I was having a conversation recently with some acquaintances, one of whom is a doctrinaire Tea Party type — let’s call him TP — and the subject of the Civil War came up.
“The Civil War was not fought over slavery,” TP said.
“If the president who was shot in the back of the head in a theater could speak, he might differ with you,” I said.
“No, it’s true,” TP said. “Lincoln said it in a letter to some newspaper editor.”
What TP was referring to was the Aug. 22, 1862, letter from President Lincoln to the the famed newspaper editor Horace Greeley, in which Lincoln stated:
“If there be those who would not save the Union, unless they could at the same time save slavery, I do not agree with them. If there be those who would not save the Union unless they could at the same time destroy slavery, I do not agree with them. My paramount object in this struggle is to save the Union, and is not either to save or to destroy slavery. If I could save the Union without freeing any slave I would do it, and if I could save it by freeing all the slaves I would do it; and if I could save it by freeing some and leaving others alone I would also do that.”

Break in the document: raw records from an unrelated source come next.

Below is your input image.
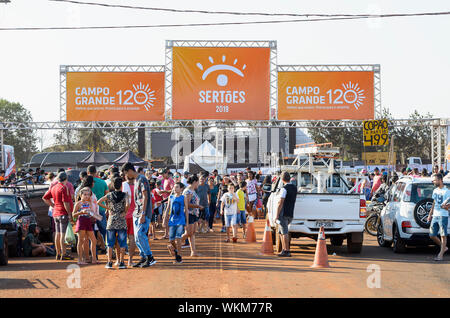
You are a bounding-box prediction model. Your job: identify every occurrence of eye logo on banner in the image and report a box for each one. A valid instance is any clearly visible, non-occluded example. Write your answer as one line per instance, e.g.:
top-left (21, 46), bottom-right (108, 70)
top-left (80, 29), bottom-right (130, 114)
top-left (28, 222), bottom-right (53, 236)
top-left (66, 72), bottom-right (165, 121)
top-left (171, 47), bottom-right (270, 120)
top-left (196, 55), bottom-right (246, 86)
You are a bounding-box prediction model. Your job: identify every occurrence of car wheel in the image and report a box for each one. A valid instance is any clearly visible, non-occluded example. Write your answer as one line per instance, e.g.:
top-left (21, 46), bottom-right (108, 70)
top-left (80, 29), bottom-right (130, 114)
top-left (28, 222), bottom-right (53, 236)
top-left (413, 198), bottom-right (433, 229)
top-left (365, 214), bottom-right (379, 236)
top-left (330, 237), bottom-right (344, 246)
top-left (392, 225), bottom-right (407, 253)
top-left (377, 223), bottom-right (392, 247)
top-left (0, 237), bottom-right (8, 266)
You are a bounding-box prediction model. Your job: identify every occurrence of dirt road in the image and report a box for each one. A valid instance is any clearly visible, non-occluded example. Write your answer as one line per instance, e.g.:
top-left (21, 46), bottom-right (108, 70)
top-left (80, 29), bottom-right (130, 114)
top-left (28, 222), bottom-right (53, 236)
top-left (1, 220), bottom-right (449, 297)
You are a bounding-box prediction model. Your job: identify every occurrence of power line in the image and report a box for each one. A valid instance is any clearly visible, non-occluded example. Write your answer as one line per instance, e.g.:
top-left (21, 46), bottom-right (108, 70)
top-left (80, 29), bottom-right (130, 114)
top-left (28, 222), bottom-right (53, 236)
top-left (1, 11), bottom-right (449, 31)
top-left (49, 0), bottom-right (370, 18)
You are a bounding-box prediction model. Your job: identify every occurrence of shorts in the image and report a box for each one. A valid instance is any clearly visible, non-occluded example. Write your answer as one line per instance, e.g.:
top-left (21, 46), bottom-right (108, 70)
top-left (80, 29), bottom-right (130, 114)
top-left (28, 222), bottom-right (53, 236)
top-left (277, 216), bottom-right (293, 235)
top-left (188, 214), bottom-right (198, 225)
top-left (224, 214), bottom-right (238, 227)
top-left (151, 210), bottom-right (158, 223)
top-left (429, 216), bottom-right (448, 237)
top-left (126, 218), bottom-right (134, 236)
top-left (54, 215), bottom-right (69, 234)
top-left (169, 224), bottom-right (185, 241)
top-left (106, 229), bottom-right (128, 248)
top-left (237, 210), bottom-right (247, 224)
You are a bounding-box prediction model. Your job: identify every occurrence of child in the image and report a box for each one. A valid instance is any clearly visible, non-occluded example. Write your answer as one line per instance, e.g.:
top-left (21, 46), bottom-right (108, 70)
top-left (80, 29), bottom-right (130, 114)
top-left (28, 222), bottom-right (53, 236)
top-left (236, 181), bottom-right (247, 238)
top-left (73, 187), bottom-right (102, 265)
top-left (220, 183), bottom-right (239, 243)
top-left (23, 224), bottom-right (53, 257)
top-left (150, 180), bottom-right (163, 240)
top-left (98, 177), bottom-right (129, 269)
top-left (165, 182), bottom-right (187, 264)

The letter, when read verbatim, out of context, to someone not familiar with all that was going at that time could then be used as it is being used now by Tea Partiers looking to defend Confederate monuments and the honor of the Confederate cause.
Of course, Lincoln was readying to deliver the Emancipation Proclamation in just just four months on New Year’s Day 1863, an action which should have forever put to rest any notion of whether the war eventually ended up being about slavery in Lincoln’s mind.

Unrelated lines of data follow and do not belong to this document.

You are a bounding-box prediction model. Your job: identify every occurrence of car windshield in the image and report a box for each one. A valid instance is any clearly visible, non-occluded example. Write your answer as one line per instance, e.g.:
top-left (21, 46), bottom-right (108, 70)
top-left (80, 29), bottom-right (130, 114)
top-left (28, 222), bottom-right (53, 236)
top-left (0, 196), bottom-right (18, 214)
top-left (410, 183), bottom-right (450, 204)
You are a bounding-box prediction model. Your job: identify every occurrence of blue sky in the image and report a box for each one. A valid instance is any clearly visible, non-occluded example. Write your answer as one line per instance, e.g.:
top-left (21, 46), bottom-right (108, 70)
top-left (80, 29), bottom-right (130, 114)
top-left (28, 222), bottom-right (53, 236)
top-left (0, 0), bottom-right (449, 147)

His letter to Horace Greeley is widely seen by historians as Lincoln playing politics, trying to convince everyone that, no matter how much of a tyrant the Confederacy tried to say he was, he really just had the best interests of the Union in mind. (Some also believe that words such as these by Lincoln were anticipatory in trying to lessen the blow of the Emancipation Proclamation.)
Yet he we are 154 years later and the forces who would defend the Confederacy for whatever reasons are using Lincoln’s words (all just in text form, mind you) to convince entire swaths of the population that he really didn’t care about freeing the slaves.
It really is so easy to do in an age where people on both sides of the political divide increasingly get their news only from sources which match their political sensibilities, left or right.
As I listened to this acquaintance continue to try to convince me that I was wrong about the Civil War, I was taken back to an episode of the Radiolab podcast I heard this summer, and meant to mention in this space then, but never got around to it. (You can just hit the play button below to listen to it yourself.)
The hosts of Radiolab said of making this episode that the more they got into the subject matter, the more if sent chills down their spines. I thought that might be hyperbole when I first read the words.
Not so after I listened to the podcast, titled “Breaking News.” I thought it was worth sharing with you if you did not get a chance to hear it a couple months ago.
Imagine if it were this easy to get anyone you want to say anything you want by using just an audio recording of their voice.
If you the think the news is broken now and people believe strange things they read, just wait until everything you say in audio recordings can be changed as easily as moving around some text in a transcript.